To determine if an Ag(+)-induced contracture is associated with the Ca(2+)-induced Ca2+ release mechanism in the sarcoplasmic reticulum, effects of Ca(2+)-induced Ca2+ release modulators on the Ag(+)-induced contracture were studied with single fibers of frog toe skeletal muscle. The fiber treated with 1 mM caffeine contracted significantly much more than controls without caffeine at Ag+ concentrations below 1 microM. Procaine shifted the Ag+ concentration-tension curve to the right, dose-dependently. When 10 mM procaine was applied to contracting fibers not treated with caffeine, the duration of 5 microM Ag(+)-induced contracture was shortened with a little decrease in tension amplitude, that was different from the effect of procaine on caffeine contracture. In caffeine solution, 0.5 microM Ag+ caused a long-lasting contracture with sometimes two peaks. 2 mM procaine led to disappearance of such two peaks, resulting in shortening of the contracture. K+ contracture was potentiated by 1 mM caffeine only at lower concentrations of K+, and inhibited by 10 mM procaine.

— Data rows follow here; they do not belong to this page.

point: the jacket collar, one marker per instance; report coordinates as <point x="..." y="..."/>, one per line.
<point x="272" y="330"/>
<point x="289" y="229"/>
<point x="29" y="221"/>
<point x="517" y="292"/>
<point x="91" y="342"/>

These results suggest that the Ag(+)-induced contracture is composed of two components: Ca(2+)-induced Ca2+ release-dependent and -independent. 5 microM Ag(+)-induced contracture slowly relaxed with a wavy tension pattern to the resting level when 0.05 mM dithiothreitol was applied around peak of the tension. This relaxation was accelerated by procaine application. These findings may be explained by attributing a portion of Ag(+)-induced contracture to the effect of Ca2+ released through the Ca(2+)-induced Ca2+ release mechanism in the sarcoplasmic reticulum.